The findings show that a bottom-up, utility-driven hierarchical approach can overcome practical limits to high-order pooling by selectively searching mutually attractive combinations. Hyper-pooling achieves transit-like occupancies and significant vehicle-hour reductions while maintaining traveller attractiveness, thereby addressing the dual goals of efficiency and user acceptance. Although stop-to-stop rides contribute limited direct utility improvement, they provide the structural building blocks for hyper-pooled rides that unlock substantial benefits. From a provider perspective, door-to-door pooling yields the highest revenue per vehicle-hour, but hyper-pooling remains more efficient than private rides, indicating that high-occupancy, discounted services can still be financially reasonable without subsidies under certain settings. Hyper-pooled rides appeal to a broad range of values of time, suggesting inclusivity beyond expected low-VOT users. The approach offers system-level benefits (lower mileage, higher occupancy) with modest walking, hinting at potential positive feedback loops (increased attractiveness, induced demand) and complementarity with public transport.
This paper introduces hyper-pooled rides and a hierarchical, utility-based algorithm that scales pooling beyond current limits by bundling compact stop-to-stop rides. The method identifies high-occupancy, multi-stop rides that are mutually attractive, significantly reducing vehicle-hours and user disutility while keeping fares low. Results from Amsterdam demonstrate up to 14-passenger rides, sixfold vehicle-hour reductions for the hyper-pooled subset, and system-wide improvements across key performance indicators. The open-source, reproducible framework can inform ride-pooling service design and potentially inspire new approaches to transit network design, where recurring patterns of hyper-pooled rides may guide line planning. Future research should address real-time implementation, integration of fleet operations (including deadheading and repositioning), vehicle heterogeneity and costs, personalised pricing and revenue management, and policy frameworks that may treat high-occupancy on-demand services as public services when they deliver transit-like efficiencies.

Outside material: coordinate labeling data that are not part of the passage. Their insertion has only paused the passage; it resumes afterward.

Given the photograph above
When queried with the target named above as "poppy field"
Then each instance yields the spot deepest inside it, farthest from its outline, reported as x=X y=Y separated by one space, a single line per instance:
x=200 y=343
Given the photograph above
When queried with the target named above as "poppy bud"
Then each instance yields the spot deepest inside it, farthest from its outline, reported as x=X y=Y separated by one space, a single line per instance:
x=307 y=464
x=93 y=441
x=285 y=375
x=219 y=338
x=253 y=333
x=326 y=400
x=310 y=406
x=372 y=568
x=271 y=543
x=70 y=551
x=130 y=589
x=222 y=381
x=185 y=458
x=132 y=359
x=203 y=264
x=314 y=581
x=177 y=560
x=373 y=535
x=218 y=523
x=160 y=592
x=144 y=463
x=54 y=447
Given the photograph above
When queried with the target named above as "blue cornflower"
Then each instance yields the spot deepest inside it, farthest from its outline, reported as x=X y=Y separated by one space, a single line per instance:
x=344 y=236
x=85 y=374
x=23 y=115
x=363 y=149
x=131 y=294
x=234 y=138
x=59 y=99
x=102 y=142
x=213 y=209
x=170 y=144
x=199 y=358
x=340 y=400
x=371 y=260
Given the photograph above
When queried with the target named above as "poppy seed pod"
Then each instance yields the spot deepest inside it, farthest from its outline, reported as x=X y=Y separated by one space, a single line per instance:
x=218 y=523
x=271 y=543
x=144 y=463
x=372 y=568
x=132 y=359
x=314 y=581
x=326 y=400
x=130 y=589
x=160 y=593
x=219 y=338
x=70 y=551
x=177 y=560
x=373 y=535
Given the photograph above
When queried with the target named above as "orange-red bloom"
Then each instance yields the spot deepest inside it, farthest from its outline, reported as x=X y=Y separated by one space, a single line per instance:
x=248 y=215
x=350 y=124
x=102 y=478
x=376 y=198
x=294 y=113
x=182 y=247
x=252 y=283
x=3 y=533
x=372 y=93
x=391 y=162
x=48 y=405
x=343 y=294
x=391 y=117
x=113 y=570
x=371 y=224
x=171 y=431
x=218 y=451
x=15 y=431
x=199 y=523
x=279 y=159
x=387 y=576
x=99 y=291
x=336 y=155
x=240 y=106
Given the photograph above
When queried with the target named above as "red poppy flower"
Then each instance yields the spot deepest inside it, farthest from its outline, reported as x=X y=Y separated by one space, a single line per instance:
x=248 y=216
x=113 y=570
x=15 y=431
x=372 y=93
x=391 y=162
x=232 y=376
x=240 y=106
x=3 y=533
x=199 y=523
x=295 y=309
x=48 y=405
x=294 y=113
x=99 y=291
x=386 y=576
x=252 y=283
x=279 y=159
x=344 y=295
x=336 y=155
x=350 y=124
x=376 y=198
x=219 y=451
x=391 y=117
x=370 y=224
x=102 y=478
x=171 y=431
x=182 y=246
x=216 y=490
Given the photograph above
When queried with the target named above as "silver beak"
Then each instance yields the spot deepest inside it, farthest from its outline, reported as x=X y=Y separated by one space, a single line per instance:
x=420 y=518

- The search is not exhaustive; it is a heuristic hierarchical approach that restricts to mutually attractive combinations and may miss feasible rides.
- The algorithm operates offline; transferring to real-time operations remains open.
- Fleet operations are treated as exogenous; sufficient vehicle availability is assumed, and repositioning/deadheading are not modeled.
- Vehicle type and capacity costs are not included; minibuses required for high occupancies may alter cost-effectiveness.
- Stops are optimized primarily to minimize walking for co-travellers; small changes in stop locations/timing could further reduce vehicle detours.
- Computational bottleneck can occur in the hyper-pooling ExMAS run due to the large number of feasible rides; some identified rides (about 5% of travellers) may require post-processing to ensure individual attractiveness.
- Achieving high-degree pooling requires a critical mass of demand; results may vary with lower demand densities and different urban contexts.